Russia's constitution guarantees free, universal health care for all Russian citizens, through a compulsory state health insurance program. The Ministry of Health of the Russian Federation oversees the Russian public healthcare system, and the sector employs more than two million people. Federal regions also have their own departments of health that oversee local administration. A separate private health insurance plan is needed to access private healthcare in Russia.

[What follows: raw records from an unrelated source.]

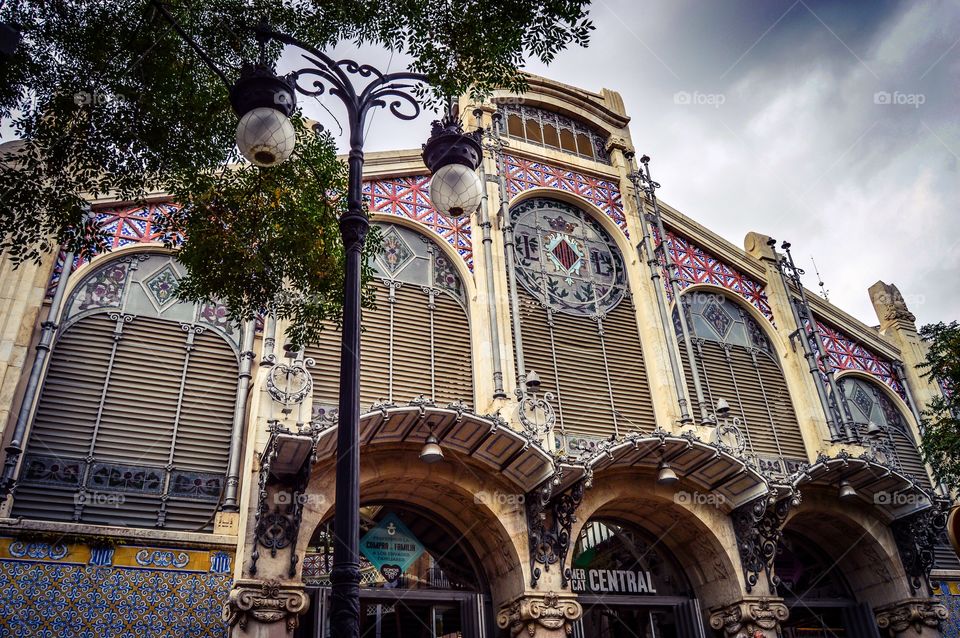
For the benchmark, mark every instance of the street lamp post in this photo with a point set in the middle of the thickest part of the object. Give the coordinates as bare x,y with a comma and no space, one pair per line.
264,102
452,158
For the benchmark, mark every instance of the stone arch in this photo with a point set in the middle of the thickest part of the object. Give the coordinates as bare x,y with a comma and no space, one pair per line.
861,545
763,321
483,508
470,289
698,534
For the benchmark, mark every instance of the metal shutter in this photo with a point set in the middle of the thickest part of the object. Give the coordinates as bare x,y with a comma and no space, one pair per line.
757,392
137,374
398,367
599,381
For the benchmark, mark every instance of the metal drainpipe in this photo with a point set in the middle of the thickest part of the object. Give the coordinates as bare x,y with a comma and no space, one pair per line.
239,418
842,409
902,378
672,269
665,321
485,225
811,358
509,243
48,331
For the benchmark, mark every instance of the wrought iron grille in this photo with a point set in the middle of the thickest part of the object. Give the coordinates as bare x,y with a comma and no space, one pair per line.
133,421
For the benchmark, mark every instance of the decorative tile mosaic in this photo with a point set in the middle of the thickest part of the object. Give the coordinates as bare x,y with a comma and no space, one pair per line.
122,592
410,197
523,175
123,225
846,354
697,266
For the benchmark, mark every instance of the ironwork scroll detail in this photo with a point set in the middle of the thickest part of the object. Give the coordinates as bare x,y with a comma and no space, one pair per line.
549,519
277,523
916,536
759,529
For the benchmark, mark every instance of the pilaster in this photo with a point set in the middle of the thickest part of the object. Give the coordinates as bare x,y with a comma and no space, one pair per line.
540,615
919,617
264,609
796,369
752,617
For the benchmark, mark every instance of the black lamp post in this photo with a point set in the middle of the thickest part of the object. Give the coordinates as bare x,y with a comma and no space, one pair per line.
264,103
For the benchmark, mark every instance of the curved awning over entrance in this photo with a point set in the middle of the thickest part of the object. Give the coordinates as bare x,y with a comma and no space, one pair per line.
708,468
885,487
488,440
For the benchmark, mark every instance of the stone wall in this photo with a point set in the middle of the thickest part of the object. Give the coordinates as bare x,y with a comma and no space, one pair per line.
53,588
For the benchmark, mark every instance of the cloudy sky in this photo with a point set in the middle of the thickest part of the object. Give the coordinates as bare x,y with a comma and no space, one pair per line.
833,125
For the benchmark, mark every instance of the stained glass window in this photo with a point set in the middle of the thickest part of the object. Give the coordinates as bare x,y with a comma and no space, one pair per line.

Russia spent 5.32% of its GDP on healthcare in 2018. Its healthcare expenditure is notably lower than other developed nations. Russia has one of the world's most female-biased sex ratios, with 0.859 males to every female with more older females than males prevailing, due to its high male mortality rate in later age. In 2019, the overall life expectancy in Russia at birth was 73.2 years (68.2 years for males and 78.0 years for females), and it had a very low infant mortality rate (5 per 1,000 live births).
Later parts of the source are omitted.